Regarding arterial thrombosis, few cases in the literature were reported. In one study which included 311 patients with pancreatic cancer, only two patients (0.006%) developed arterial thrombosis [19]. In a second study, 192 patients presenting over a period of 1.5 year with critical limb ischaemia (CLI) were examined and investigated for occult malignancy markers [20]. Of them, 22 patients (11.5%) were confirmed to have an underlying malignancy. Ten presented with acute ischaemia and 12 had chronic ischaemia. The difference between the groups was not statistically significant.

We aim in this study to determine the incidence and frequency of vascular events in oncology patients. The association between cancer and VTE could be explained by the fact that tumor cells induce a hypercoagulability state thus promoting tumor growth and metastasis [21].The classic VTE treatments are vitamin K antagonists and low molecular weight heparins administration [22]. Further, anticoagulants could show antineoplastic effects, when given for prophylaxis in long-term [23]. Regarding arterial thrombosis, pathogenesis is complex and multifactorial in cancer patients and its treatment is variable [24].

Patients and Methods

This retrospective study was performed on 2500 known cases of cancer who had been admitted in Qena University Hospital from July 2013 to January 2017. Out of 2500 patients, 645 patients with malignancy associated vascular events were recruited in the study. Inclusion criteria were malignancy with clinical picture of venous or arterial thrombosis. Biopsy proven malignancy was required for all patients. Patients’ data included their age, sex, underlying diseases such as chronic lung disease, congestive heart failure (CHF) and inactivity (defined as being bedridden for at least three days) , oral contraceptive pills (OCP) consumption, hormone replacement therapy (HRT), and previous history of DVT or arterial occlusion, site of tumor, pathology of cancers were recorded. Routine baseline investigations including complete blood picture, liver & renal functions, ECG and X-rays were done on all patients.

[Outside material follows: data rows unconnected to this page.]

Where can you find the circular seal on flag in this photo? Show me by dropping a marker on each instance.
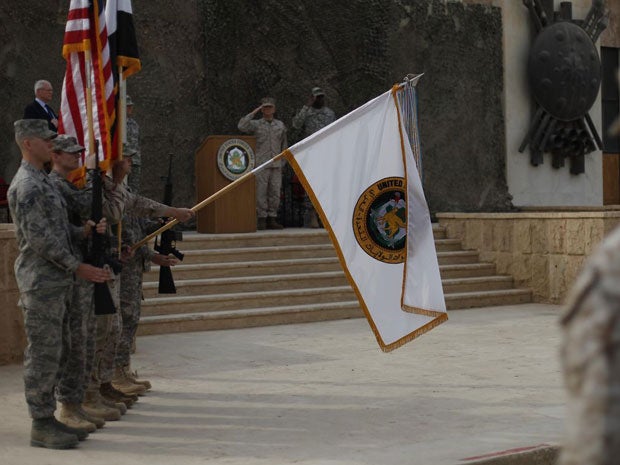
(380, 220)
(235, 157)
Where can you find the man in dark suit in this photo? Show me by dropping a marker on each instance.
(40, 109)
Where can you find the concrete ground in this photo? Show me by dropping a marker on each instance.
(486, 381)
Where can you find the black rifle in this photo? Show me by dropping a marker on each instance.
(97, 256)
(167, 241)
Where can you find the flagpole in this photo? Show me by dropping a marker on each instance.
(89, 107)
(212, 198)
(121, 128)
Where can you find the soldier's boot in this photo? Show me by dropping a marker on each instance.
(79, 432)
(92, 405)
(311, 220)
(117, 405)
(272, 223)
(97, 421)
(122, 383)
(108, 392)
(68, 415)
(133, 376)
(46, 433)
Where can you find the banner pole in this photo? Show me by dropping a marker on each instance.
(212, 198)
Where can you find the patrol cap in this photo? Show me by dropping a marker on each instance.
(67, 143)
(25, 128)
(129, 150)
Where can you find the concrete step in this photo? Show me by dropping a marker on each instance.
(462, 300)
(204, 321)
(458, 257)
(232, 285)
(218, 302)
(236, 269)
(289, 236)
(253, 254)
(466, 270)
(477, 284)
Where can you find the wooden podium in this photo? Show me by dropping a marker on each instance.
(236, 210)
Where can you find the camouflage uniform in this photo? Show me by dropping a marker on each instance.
(590, 355)
(44, 271)
(270, 141)
(136, 209)
(82, 319)
(310, 120)
(133, 140)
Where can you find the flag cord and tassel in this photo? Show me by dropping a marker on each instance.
(212, 198)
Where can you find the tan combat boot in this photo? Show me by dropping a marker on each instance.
(92, 405)
(121, 382)
(97, 421)
(133, 376)
(68, 415)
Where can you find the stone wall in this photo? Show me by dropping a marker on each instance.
(206, 63)
(12, 338)
(541, 250)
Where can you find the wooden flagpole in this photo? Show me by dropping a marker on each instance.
(121, 128)
(212, 198)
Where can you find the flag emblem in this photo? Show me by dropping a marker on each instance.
(380, 220)
(235, 157)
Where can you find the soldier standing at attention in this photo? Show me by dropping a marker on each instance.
(270, 141)
(313, 116)
(44, 269)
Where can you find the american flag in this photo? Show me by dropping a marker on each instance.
(86, 31)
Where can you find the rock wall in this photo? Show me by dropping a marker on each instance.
(206, 63)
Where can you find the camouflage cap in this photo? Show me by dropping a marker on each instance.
(268, 102)
(25, 128)
(67, 143)
(129, 150)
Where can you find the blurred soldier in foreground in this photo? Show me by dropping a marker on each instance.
(45, 269)
(591, 359)
(313, 116)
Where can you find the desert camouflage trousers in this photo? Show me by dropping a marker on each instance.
(46, 324)
(107, 336)
(82, 326)
(131, 296)
(268, 186)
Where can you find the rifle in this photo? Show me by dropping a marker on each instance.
(104, 305)
(167, 241)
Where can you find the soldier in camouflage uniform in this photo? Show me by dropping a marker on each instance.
(82, 320)
(137, 208)
(133, 141)
(312, 117)
(45, 269)
(270, 141)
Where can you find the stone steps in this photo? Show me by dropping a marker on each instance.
(292, 276)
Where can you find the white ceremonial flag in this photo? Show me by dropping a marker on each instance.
(361, 176)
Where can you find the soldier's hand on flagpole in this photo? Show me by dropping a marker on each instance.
(120, 169)
(92, 273)
(183, 214)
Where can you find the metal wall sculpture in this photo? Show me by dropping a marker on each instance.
(564, 73)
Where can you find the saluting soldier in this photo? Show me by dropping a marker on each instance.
(45, 270)
(270, 141)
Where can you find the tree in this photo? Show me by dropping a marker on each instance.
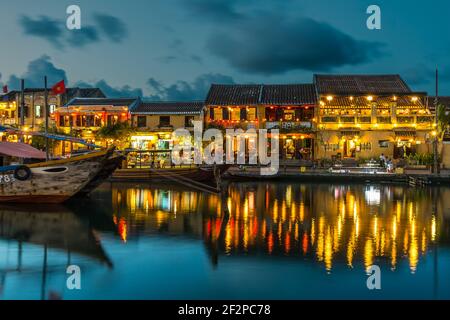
(443, 121)
(39, 142)
(118, 131)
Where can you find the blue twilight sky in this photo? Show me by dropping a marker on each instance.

Diagnosis of VTE/DVT was based on history, physical examination and diagnostic ultrasonography, cerebral venous thrombosis was confirmed via magnetic resonance venography while arterial thrombosis was diagnosed clinically, duplex ultrasound and CT angiography in some cases. Regarding cerebral vascular events, CT brain was done in some cases and CT abdomen in cases of portal vein thrombosis. Methods of cancer treatment whether chemo, radiotherapy alone or combined or surgical were all recorded. Code of ethics was achieved and all patients’ informations were kept confidential. Treatment protocol of patients diagnosed with VTE/DVT included Inj. Enoxaparin 1 mg/Kg body weight subcutaneously twice daily for 5-7 days. Warfarin was started at the same time then continued for 4-6 months and longer periods, depending upon the non-resolution of the thrombus confirmed by duplex ultrasound and activity of underlying malignancy.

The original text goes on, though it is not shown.